Костенко слушал ее, прикрыв глаза рукой.
— Мне кажется, Петрова чем-то изнутри необыкновенно замучена. Вы намерены спросить — «чем»? Не знаю. Быть может, мечтами. Она производит впечатление мечтательницы. В ней причем странно сочетались мечтательность и невероятная жестокость: она могла ответить, как отбрить, — какое-то воистину мужское начало. Странно, да? Она очень медлительна в движении, по лестнице поднимается долго, но не из-за одышки, а потому, что может полчаса смотреть в окно. Я замечала — остановится и смотрит, особенно ранней осенью…
— Это было постоянно? Или до того времени, пока она не встретила Милинко?

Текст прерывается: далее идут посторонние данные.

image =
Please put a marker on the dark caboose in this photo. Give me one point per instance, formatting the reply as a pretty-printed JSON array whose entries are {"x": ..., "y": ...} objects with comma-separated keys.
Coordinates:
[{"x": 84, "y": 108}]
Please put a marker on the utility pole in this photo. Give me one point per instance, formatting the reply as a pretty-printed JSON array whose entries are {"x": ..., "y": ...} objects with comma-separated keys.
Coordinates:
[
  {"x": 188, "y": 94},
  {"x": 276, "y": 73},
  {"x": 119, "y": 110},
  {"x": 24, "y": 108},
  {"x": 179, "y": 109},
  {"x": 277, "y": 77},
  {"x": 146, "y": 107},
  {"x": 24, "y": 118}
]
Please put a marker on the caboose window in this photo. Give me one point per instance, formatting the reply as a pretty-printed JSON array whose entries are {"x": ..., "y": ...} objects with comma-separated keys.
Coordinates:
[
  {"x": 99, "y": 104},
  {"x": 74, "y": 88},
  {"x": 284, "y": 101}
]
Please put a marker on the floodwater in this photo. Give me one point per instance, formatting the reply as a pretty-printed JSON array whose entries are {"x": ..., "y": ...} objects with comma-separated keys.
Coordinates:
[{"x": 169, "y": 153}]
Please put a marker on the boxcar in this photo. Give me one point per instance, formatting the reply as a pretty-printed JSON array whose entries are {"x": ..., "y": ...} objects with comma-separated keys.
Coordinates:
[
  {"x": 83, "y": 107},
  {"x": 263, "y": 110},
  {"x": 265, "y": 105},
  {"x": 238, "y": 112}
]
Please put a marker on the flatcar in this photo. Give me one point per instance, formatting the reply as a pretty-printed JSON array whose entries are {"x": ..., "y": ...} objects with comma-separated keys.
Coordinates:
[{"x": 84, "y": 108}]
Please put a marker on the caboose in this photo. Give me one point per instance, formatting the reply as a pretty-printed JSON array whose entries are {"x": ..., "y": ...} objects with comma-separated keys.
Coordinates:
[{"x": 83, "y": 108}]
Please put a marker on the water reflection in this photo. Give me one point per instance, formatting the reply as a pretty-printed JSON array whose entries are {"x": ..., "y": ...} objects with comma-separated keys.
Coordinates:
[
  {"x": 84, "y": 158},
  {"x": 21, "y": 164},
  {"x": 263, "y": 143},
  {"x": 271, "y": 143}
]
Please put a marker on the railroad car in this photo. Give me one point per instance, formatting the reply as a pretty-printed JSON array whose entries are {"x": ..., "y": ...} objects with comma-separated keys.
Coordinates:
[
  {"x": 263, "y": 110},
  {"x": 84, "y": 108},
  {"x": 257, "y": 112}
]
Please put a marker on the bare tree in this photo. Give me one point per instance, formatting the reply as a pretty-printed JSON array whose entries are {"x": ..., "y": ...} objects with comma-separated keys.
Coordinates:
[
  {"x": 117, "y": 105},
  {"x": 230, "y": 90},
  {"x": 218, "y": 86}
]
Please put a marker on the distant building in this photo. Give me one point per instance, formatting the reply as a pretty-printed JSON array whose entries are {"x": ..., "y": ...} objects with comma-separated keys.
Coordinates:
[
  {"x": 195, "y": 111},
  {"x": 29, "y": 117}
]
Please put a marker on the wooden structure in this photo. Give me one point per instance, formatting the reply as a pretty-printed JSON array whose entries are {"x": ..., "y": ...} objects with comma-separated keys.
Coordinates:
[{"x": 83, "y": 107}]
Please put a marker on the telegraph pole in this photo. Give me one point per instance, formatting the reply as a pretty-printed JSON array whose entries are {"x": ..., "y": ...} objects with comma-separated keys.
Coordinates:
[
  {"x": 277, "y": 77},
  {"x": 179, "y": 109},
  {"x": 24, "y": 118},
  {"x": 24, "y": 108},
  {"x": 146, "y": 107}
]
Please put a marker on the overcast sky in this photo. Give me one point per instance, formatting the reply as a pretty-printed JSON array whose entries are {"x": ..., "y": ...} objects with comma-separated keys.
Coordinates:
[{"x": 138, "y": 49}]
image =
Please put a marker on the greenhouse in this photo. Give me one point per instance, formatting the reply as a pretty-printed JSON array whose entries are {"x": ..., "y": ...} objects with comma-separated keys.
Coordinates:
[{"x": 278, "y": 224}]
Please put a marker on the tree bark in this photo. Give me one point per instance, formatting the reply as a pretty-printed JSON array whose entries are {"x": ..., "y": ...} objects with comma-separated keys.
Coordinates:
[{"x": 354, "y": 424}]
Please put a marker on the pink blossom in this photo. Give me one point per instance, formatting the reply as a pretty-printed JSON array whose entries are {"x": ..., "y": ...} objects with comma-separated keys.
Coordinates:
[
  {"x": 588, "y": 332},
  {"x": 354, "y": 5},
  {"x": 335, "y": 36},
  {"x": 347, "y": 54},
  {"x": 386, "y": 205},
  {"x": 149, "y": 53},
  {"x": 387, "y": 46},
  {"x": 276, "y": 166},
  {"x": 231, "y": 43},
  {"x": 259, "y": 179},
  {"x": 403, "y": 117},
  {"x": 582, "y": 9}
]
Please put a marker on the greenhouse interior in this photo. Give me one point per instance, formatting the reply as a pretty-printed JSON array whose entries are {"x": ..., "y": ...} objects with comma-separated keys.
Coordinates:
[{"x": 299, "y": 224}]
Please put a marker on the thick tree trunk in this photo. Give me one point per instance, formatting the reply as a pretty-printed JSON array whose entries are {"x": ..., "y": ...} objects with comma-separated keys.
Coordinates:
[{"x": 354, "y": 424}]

— Милинко? Кто это? — удивилась Щукина.
— Ее приятель.
— А разве он Милинко? Впрочем, я как-то не интересовалась, — женщина засмеялась чему-то, потом заключила: — «Чужой земли мы не хотим ни пяди, но и своей врагу не отдадим…» Пусть ко мне только не лезут, я…
— Напрасно объясняете, я вас понял, двадцать копеек, верно читаете чужие мысли. Но вас не удивило, что соседки уж как полгода нет дома?
— А меня это как-то не занимало… Однажды она мне сказала: «Мечтаю уехать из этого холода, на море, к теплу». Я ответила, что на море в декабре начинается дождь, промозглый ветер, еще хуже, чем мороз.
— Ну, все-таки ощущение того, что поблизости есть теплое море и оно не замерзает, как-то обнадеживает, — заметил Костенко.
— Не знаю… Лучше долго мечтать о прекрасном и потом получить, чем быть все время подле и не видеть толком… Люди Черноморского побережья не знают моря и не понимают тепла — для них это быт.
— Простите, вы кто по профессии?
— Странно, я ждала именно этого вопроса… Я биолог. А вы — следователь?
— Сыщик.
— Есть разница?
— Не притворяйтесь, тоже, верно, смотрите «Следствие ведут знатоки», разницу между сыщиком и Знаменским понимаете.
— У меня нет телевизора, я продала его три года назад, — ответила Щукина, и Костенко только сейчас до конца понял, как она красива.
— Давайте вернемся к моему вопросу, — не выдержав взгляда женщины, сказал Костенко, чувствуя, что говорить с нею ему приятно, но трудно. — Что вы знаете об ее приятеле?
— Ничего. Безлик, вполне надежен, хваткая походка, идет, как загребает. Но, по-моему, его иначе звали… Я, однако же, лишь раз слыхала, как она к нему обратилась… По-моему, Гришин. Почему вы назвали фамилию Милинко?
— Его звали Гриша…
— Да? Но мне показалось, что она называла его по фамилии, очень почтительно, на «вы».
— Он часто бывал у нее?
— Нет. Я его видела раза четыре, один раз рано утром. Обычно он приходил к ней поздно, ночью уже.